Better performance: In comparison to models of a comparable size, it performs better on benchmarks pertaining to conversations.

Extended context: For more organic interactions, it may take into account a longer discussion history (up to 8K tokens).

Efficient inference: Compared to the first generation, it operates more quickly and requires less memory, enabling more seamless interactions.

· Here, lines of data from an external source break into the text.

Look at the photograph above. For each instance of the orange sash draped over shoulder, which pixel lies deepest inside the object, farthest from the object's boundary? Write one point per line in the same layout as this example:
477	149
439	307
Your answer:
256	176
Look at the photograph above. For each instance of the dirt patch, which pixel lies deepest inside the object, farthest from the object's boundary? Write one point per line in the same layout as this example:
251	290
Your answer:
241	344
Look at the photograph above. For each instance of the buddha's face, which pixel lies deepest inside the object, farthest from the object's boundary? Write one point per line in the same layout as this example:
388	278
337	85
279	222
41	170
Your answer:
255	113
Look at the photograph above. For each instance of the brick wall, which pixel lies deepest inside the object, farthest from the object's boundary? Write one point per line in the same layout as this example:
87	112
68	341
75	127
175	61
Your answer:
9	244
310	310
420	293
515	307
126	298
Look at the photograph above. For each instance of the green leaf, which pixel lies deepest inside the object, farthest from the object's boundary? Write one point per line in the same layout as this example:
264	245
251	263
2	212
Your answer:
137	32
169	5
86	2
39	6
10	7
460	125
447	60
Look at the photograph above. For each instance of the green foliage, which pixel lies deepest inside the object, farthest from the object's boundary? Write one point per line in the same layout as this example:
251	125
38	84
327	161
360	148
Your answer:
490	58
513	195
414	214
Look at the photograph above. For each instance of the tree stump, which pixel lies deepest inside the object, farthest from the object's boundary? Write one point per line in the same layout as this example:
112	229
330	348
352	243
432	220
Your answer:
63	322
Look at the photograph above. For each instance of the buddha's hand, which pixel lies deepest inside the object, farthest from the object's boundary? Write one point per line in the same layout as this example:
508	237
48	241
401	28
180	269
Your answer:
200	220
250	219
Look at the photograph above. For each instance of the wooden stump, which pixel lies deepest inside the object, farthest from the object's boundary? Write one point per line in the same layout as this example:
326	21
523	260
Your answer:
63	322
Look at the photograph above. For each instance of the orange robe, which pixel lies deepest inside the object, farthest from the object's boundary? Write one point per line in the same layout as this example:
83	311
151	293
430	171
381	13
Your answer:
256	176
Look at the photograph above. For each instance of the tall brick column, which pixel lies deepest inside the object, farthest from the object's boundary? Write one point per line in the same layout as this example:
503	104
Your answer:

Free and open-source The code and materials are available on sites such as Hugging Face [ON Hugging Face chatglm2 6b] and GitHub [ON GitHub thudm chatglm2 6b].

Correctness Counts

Quantization techniques can be employed in LLM applications to lower GPU memory consumption and boost the number of concurrent users that can be served. Aggressive quantization can drastically reduce the amount of data, but in some cases especially in real-world LLM applications the accuracy cost is too great.

Additional Optimizations

HEYINTELLIGENCE has amassed a vast amount of expertise in the practical deployment of AI models and hardware platforms. The GCT contains a wide range of sub-techniques, including pipeline optimizations, quantization/de-quantization kernel fusion techniques, and LLM-serving techniques. Subsequent improvements may be made in accordance with client specifications. The main goal is to allow various optimization strategies to cooperate in order to maximize performance improvement while minimizing accuracy loss while adhering to time cost and real scene data restrictions.

In summary

The above-mentioned optimized implementations contribute to the growing community of AMD AI developers by assisting the highly efficient AMD AI accelerators in handling complex AI workloads like LLMs. This allows data centre users to have access to a full range of inference solutions that can meet high-throughput, low-latency performance requirements. By creating open software platforms like ROCm, ZenDNN, AI, and Ryzen AI software for breakthroughs on GPUs, CPUs, and adaptable SoCs, AMD is enabling more ecosystem partners and AI developers.